Corporate Taxes as Consumer Taxes: The plan would place new excise taxes on insurance companies, drug companies, and medical device providers. But these taxes, particularly in the low margin insurance businesses (Yeah, I know if you only listened to Obama, you would never realize they were low margin but they are) just get passed onto consumers in the form of higher prices. Congress knows this, but pretends it doesn't happen, so it can tell the economically ignorant that it hasn't raised taxes on consumers, and that rising prices are all the fault of the evil insurance companies blah blah, you know the drill.
Price Controls as a Tax: A large part of the Baucus Medicare savings is instituting price controls on doctors and other medical suppliers -- basically cutting their reimbursement rates. This, by the way, just confirms what we all have known, that Obama and the Democrats don't have some mysterious win-win way to cut medical costs. The only levers they have are 1. Price Controls and 2. Denying care.
There is absolutely no difference to a doctor between price controls and a tax. A cut in the reimbursement rate from $50 to $40 is the same as having a 20% tax put on his $50 reimbursement. Again, price controls in this context are just a way of hiding a tax.
And this might be the most dangerous tax of all, as such price controls always, by the immutable laws of economics accepted by monetarists and Keynsians alike, reduce available supply. Doctors, for example, are going to be less willing to stay in the medical profession. The result is inevitably shortages and long waits, something that should surprise absolutely no one as shortages and queuing are endemic in every government health care system in the world, starting with liberal darling Canada, whose citizens get medical treatment quickly only by crossing the border into the US.
In many states like California, auto insurance rates have been subject to state price controls for years. A recent debate over a bill called AB 2840 helps shed some light on the total idiocy of trying to have government set prices.
I have to give you a paragraph of background. Warning -- the next paragraph is mind-numbingly dull. Please don't give up.
Apparently, auto insurance rates are higher in California cities in part because claims rates (theft, accidents) are higher in the cities. The cities, which have a lot of political power, argued that this was unfair that their rates were so much higher than rural folks paid. State-approved insurance rates were discriminating against cities, they claimed. I don't know if they made the argument, but they could also have argued that infrastructure costs (sales, claims service) was likely lower in cities per capita because of the concentrated customer base. So the state insurance board proposed to raise rural rates and cut city rates to make prices to all Californians more even. Rural folks then freaked, and their legislators have proposed AB 2840 to put things back the way they were before.

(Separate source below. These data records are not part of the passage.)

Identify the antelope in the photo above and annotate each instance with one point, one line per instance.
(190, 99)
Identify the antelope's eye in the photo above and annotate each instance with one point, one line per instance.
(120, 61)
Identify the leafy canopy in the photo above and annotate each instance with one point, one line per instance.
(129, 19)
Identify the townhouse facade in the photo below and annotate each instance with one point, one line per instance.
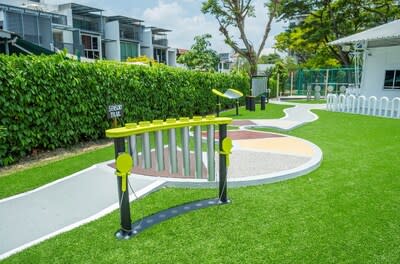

So who is right? How the hell am I supposed to know? How the hell is anyone supposed to know? There is absolutely no objective way to settle this argument. I read the attached article and my eyes just started to blur. That is why in practice, for all the talk of studies and analysis, issues like this are settled in favor of whoever has more political clout or votes. Price controls, besides wreaking havoc on supply and demand, always - yes always - result in a transfer of wealth from those without political power to groups that have the power. That's why politicians love them -- its a great way to raise campaign donations, as groups bid to be on the receiving end of such largess rather than being the sacrificial lamb. And it's why in a free and just society we use this thing called "markets" to determine prices in most other such complex situations.